Parlez-nous de votre parcours
Enfant, je rêvais de devenir artiste. Je voulais faire les Beaux-Arts et être peintre. J’ai passé le concours des arts appliqués à Paris. Mais j’ai du prendre une autre voie pour gagner ma vie. Pour des raisons familiales, je me suis orienté dans le domaine du jouet.
Dès l’obtention de mon diplôme de l’Ecole supérieure des arts appliqués Duperré à Paris en juin 1976, j’ai commencé à vendre des jouets sur la route avec une camionnette R4 bleue achetée d’occasion. Quand j’arrivais chez les clients, on me prenait pour le préposé au gaz !
De 1975 à 1985, j’ai découvert le monde du jouet sur la route et en voyageant. J’ai retrouvé des jouets de mon enfance et ceux que je n’avais pas eus. J’ai ainsi commencé une collection de jouets en bois.

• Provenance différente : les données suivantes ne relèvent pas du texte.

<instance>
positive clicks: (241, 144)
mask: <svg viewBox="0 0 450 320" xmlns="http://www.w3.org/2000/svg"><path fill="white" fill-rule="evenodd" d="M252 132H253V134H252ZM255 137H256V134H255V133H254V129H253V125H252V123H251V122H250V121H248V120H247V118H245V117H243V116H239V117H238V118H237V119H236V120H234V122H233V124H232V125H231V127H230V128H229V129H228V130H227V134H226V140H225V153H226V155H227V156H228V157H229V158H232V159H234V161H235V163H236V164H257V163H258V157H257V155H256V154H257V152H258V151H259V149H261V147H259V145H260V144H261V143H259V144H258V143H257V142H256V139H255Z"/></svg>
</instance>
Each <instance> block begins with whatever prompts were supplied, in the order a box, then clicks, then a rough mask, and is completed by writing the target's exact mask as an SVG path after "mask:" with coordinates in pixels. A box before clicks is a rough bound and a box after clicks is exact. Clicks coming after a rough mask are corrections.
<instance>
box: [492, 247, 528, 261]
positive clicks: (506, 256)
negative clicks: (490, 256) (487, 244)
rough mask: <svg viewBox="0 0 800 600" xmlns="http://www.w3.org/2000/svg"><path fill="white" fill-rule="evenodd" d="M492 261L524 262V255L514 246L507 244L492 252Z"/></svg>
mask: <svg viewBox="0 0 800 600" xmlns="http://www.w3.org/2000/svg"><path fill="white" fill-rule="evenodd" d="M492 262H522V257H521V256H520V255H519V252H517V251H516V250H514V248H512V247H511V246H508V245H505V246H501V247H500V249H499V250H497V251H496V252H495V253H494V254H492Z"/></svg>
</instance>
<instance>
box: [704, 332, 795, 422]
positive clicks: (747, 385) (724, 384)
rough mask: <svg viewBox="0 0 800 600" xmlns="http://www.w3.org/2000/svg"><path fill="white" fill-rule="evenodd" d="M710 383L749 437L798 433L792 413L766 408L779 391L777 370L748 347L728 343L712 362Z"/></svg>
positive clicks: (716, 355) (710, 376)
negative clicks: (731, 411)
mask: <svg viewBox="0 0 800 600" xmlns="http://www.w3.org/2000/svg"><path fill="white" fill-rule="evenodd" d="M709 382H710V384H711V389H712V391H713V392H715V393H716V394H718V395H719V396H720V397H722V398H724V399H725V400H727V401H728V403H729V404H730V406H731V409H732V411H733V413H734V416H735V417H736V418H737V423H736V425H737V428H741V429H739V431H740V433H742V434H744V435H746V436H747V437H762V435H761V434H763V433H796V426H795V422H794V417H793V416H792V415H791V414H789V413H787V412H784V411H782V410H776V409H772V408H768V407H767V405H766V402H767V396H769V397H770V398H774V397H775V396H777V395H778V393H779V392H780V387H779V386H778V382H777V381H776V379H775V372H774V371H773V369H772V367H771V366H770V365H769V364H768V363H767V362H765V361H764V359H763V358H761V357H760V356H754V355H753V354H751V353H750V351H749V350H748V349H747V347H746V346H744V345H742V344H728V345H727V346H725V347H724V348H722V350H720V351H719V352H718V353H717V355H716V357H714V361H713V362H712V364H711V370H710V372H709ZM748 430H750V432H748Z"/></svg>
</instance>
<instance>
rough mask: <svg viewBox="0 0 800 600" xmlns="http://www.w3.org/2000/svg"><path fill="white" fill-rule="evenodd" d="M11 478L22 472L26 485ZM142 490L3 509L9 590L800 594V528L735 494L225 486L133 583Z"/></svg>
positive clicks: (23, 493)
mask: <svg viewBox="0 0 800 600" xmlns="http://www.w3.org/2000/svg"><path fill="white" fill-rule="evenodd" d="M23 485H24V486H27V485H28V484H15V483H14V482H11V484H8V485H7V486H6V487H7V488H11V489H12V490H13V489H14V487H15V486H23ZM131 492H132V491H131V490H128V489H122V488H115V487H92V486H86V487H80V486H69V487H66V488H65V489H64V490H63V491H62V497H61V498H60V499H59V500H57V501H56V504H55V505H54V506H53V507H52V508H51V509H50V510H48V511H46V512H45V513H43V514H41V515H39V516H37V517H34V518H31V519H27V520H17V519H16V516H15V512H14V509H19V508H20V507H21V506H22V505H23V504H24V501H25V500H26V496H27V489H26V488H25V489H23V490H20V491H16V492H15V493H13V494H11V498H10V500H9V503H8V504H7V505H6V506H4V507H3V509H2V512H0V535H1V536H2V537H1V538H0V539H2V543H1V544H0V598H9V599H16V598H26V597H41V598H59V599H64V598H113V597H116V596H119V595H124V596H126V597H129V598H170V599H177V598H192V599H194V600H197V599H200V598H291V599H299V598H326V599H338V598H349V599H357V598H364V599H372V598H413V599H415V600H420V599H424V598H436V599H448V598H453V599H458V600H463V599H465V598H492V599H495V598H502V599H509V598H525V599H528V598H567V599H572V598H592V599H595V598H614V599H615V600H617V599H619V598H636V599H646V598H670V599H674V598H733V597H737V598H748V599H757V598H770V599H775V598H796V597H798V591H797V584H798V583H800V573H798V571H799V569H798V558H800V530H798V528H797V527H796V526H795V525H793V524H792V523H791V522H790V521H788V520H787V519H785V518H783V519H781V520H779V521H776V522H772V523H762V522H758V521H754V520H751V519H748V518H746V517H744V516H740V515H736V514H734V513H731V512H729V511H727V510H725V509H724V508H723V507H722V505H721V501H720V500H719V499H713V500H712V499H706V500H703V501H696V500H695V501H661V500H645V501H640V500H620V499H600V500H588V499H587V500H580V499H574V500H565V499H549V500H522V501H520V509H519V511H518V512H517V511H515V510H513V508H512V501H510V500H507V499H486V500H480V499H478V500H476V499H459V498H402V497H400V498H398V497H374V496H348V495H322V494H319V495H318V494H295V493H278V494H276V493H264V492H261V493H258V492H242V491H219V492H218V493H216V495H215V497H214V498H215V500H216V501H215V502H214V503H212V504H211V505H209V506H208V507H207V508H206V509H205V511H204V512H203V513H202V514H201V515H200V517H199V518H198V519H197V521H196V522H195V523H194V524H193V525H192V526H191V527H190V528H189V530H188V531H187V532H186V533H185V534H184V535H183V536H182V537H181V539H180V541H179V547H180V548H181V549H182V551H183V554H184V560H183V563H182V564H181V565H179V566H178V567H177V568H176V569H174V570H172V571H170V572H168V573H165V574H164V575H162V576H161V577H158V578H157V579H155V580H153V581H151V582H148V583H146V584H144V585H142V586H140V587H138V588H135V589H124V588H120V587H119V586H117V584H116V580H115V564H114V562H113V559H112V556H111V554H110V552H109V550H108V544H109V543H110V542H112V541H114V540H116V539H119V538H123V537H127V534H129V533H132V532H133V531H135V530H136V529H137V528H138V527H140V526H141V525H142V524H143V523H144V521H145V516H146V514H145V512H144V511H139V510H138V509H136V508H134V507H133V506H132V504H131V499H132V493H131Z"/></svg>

Je me suis aperçu qu’en France, dans les années 1980, même si le discours était « le jouet de bois, c’est terminé », « les petits magasins, c’est fini, maintenant, c’est la grande distribution ou les supermarchés », il y avait de réelles opportunités sur le marché international, notamment au Japon où le jouet en bois est encore très présent. Je savais aussi que cet équilibre restait fragile.
Quelle était l’histoire de Vilac quand vous avez pris la direction de cette société et qu’avez-vous voulu faire ?
L’entreprise d’avant-guerre était un petit atelier de sifflets, quilles, bilboquets, crécelles, cordes à sauter. Narcisse Villet était un artisan en tournerie et travaillait les différents types de bois de la région (aulne, buis, hêtre, charme). Puis en 1951, ses fils Paul et Raymond reprennent l’atelier et le baptise Les Etablisements Villet Frères. Ce sont eux qui commencent à produire des jouets en bois laqué, inventifs, colorés et solides, à côté des jouets traditionnels.
Quand j’ai pris la direction de Vilac en 1985, j’ai voulu implanter la marque dans les endroits les plus prestigieux du monde pour avoir une image de marque : vendre au MoMA de New York, San Franscisco… Là où existait un marché de niche, de façon à donner à Vilac une image haut de gamme, de qualité et inattendue.
Aujourd’hui, il faut créer des tendances. Il faut renouveler les gammes très vite de façon à renouveler le marché. Il faut aussi exporter, c’est ce qui a permis à Vilac de tenir.
Comment a évolué Vilac depuis 100 ans ?
Vilac, au cours de ces années, a surtout connu des changements de mentalité, avec l’explosion de l’export, et le fonctionnement de l’entreprise. Depuis vingt-cinq ans il y a des machines plus sûres, plus modernes et l’arrivée des commandes numériques a révolutionné la production.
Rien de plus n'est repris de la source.